Figure 23. Network bandwidth on DD system using DD BoostFS with the m5.8xlarge instance type
The following figure shows that the initial size of data backup on the DD system is 3056 GB. After the data transfer to the DD system and generic application of deduplication and compression algorithms, physical storage consumption is reduced to 450 GB. The subsequent full backup of PowerFlex volumes’ data to the DD system, physical storage consumption is reduced to 65 GB. The amount was lower than the initial backup because deduplication became the dominant factor for the subsequent backups.

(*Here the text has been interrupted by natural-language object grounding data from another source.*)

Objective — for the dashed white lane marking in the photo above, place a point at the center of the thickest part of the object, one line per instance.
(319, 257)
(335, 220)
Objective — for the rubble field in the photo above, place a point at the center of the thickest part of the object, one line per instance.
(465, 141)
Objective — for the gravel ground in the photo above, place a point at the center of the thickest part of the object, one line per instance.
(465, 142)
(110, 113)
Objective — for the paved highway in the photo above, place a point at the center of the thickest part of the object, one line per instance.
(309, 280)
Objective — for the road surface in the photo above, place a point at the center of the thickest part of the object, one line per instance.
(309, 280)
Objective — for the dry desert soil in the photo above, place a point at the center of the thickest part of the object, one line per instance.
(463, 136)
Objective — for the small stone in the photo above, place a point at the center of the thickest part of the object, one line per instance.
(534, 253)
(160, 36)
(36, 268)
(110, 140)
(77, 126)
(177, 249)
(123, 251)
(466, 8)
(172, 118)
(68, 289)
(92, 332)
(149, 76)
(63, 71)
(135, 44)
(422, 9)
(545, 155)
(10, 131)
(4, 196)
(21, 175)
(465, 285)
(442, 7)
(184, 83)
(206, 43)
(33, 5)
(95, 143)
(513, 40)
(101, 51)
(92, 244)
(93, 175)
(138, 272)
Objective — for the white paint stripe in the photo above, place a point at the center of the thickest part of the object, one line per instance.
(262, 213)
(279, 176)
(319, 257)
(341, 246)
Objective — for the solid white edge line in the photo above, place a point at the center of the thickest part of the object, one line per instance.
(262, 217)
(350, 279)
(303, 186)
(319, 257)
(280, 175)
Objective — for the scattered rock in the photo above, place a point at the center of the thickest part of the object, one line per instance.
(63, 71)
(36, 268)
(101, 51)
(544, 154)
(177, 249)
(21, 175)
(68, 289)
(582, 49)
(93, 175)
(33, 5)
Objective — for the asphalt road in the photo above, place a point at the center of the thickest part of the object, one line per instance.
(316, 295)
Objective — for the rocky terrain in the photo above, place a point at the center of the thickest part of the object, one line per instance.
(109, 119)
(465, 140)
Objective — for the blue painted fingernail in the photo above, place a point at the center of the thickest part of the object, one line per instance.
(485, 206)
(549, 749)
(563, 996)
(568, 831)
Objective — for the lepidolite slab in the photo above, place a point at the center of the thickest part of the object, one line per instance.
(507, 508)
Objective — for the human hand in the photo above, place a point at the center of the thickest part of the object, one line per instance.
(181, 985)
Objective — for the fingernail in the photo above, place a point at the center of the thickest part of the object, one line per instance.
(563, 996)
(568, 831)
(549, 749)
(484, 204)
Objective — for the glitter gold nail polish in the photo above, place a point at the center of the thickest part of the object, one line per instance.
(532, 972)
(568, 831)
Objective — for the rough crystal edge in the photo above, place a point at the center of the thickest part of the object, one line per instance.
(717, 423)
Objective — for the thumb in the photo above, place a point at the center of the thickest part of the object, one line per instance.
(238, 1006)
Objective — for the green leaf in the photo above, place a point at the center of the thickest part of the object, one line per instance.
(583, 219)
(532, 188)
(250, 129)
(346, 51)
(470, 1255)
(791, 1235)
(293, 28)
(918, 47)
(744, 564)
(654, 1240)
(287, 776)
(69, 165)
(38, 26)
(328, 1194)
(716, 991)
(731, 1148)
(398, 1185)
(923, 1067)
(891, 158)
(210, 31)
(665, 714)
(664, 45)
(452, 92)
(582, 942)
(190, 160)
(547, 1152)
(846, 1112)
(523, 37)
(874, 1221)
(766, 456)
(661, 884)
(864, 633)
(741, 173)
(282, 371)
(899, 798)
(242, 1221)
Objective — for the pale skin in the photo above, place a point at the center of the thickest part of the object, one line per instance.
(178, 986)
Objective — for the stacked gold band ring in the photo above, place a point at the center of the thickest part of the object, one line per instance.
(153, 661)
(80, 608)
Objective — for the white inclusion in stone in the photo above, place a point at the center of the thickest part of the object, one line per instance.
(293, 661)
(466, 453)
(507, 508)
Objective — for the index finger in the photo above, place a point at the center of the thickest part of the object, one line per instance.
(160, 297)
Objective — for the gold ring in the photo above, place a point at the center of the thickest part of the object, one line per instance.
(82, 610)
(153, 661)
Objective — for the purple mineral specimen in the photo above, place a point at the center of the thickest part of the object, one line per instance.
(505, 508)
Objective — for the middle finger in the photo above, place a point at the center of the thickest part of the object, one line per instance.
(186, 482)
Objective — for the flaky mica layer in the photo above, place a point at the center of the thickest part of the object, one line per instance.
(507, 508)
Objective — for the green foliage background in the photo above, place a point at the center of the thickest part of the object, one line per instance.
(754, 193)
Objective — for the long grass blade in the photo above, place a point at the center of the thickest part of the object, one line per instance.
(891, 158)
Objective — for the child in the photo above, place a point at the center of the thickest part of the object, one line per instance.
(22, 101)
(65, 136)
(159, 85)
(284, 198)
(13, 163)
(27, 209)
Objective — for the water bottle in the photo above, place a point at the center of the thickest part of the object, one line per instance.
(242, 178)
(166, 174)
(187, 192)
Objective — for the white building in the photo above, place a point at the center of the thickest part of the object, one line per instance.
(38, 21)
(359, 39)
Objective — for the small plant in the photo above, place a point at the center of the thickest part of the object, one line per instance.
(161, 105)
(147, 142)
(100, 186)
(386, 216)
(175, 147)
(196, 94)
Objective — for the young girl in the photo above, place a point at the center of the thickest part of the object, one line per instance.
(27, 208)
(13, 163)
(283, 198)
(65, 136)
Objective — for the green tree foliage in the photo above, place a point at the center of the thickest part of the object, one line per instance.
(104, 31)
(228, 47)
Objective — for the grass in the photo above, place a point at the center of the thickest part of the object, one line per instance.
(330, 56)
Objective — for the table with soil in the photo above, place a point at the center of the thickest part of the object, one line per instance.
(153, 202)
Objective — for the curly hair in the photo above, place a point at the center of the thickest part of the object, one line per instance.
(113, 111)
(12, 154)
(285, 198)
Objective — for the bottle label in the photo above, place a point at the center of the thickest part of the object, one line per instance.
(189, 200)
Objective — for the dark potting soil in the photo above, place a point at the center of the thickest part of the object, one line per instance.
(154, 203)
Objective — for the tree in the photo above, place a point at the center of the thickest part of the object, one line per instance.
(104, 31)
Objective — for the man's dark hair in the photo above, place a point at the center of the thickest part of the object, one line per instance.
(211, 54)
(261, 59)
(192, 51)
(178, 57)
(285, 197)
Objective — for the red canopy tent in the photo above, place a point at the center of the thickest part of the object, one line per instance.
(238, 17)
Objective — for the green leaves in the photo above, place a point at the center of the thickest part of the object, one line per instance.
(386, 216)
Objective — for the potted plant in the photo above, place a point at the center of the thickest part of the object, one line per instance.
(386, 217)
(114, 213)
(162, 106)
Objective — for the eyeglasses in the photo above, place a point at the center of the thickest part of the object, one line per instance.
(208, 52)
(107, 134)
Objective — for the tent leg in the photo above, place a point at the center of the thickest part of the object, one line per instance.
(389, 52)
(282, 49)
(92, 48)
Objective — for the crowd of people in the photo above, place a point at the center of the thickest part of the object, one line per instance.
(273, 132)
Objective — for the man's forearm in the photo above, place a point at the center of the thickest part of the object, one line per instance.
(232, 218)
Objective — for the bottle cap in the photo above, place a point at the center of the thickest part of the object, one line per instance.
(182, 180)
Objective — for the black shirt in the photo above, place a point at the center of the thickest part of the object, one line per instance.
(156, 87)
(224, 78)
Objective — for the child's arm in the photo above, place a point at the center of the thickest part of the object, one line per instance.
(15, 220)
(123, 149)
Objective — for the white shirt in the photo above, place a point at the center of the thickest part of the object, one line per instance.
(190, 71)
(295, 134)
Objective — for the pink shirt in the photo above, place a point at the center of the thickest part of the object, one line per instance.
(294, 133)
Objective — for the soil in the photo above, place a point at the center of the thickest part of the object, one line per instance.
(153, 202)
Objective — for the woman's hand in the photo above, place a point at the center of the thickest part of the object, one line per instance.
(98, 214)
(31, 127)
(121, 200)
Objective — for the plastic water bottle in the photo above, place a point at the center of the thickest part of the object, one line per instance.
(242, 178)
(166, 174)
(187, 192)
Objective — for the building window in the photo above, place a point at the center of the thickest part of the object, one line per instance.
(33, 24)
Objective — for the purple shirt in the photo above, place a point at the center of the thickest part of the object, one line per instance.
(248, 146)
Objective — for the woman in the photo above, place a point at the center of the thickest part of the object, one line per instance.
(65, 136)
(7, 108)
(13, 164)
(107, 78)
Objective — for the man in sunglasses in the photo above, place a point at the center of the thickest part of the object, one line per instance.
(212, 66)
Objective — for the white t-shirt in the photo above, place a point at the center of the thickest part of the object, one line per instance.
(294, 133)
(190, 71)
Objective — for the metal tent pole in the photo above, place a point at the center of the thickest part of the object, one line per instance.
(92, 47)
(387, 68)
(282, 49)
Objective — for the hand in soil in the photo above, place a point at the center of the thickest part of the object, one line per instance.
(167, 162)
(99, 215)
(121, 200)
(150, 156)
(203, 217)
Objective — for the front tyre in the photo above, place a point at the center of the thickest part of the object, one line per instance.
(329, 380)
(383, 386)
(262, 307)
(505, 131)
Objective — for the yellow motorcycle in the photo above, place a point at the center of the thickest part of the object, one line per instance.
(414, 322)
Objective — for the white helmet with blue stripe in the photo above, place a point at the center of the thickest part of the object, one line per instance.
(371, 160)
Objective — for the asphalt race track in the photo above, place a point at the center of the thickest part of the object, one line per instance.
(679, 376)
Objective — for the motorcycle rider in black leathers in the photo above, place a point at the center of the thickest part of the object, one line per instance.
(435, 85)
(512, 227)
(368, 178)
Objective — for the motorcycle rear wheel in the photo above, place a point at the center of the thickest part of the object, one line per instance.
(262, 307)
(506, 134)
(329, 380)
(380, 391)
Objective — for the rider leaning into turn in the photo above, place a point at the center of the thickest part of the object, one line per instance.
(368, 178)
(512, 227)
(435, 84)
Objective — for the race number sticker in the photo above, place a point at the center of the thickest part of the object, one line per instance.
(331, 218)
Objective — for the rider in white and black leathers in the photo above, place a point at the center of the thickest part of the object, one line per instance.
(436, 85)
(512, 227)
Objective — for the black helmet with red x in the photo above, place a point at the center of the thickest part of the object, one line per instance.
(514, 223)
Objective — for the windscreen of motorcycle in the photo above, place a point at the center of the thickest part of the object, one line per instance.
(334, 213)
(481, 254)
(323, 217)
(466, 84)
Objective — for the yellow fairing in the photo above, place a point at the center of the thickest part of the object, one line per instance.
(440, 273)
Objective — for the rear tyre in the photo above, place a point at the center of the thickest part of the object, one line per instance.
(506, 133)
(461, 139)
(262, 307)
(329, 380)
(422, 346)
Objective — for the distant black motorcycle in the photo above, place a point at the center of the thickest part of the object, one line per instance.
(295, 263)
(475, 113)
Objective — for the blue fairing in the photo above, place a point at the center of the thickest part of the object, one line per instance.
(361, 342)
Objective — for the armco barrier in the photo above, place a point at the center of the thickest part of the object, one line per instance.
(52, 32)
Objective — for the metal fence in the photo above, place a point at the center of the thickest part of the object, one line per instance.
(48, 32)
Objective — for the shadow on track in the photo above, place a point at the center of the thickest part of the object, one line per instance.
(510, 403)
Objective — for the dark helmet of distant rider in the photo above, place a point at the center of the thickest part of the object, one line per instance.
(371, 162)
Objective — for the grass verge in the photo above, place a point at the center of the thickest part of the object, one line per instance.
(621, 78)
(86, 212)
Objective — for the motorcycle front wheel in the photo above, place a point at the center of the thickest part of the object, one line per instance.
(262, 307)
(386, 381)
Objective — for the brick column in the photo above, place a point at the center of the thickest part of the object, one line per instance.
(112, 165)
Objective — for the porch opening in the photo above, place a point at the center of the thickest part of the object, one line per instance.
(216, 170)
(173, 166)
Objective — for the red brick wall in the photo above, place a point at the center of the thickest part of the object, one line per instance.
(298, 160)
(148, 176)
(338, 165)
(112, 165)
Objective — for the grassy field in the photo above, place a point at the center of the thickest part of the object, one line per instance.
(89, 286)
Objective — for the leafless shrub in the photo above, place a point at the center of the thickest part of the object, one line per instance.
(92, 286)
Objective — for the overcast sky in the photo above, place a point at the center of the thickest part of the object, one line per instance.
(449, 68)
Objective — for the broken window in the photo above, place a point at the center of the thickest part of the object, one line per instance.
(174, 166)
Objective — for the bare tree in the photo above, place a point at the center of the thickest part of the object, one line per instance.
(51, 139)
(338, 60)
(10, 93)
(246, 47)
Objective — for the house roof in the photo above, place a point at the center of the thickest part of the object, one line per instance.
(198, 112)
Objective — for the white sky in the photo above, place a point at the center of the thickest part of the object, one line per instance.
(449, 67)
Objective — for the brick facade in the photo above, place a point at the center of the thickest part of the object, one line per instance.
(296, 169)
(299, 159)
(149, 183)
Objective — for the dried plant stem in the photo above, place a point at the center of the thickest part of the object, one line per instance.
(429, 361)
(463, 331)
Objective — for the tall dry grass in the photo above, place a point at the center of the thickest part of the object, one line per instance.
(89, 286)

Figure 24. DD system pre-compression and post-compression values
The following figure shows that the initial backup consists of unique data and had the lowest total compression factor (6.8x). The subsequent backups were similar in the amount of unique data, and the compression factor increased accordingly. For the data reduction percentage, the initial backup had unique data and yielded the lowest reduction percentage. The subsequent backups were similar in the amount of unique data transferred and their reduction percentage increases accordingly.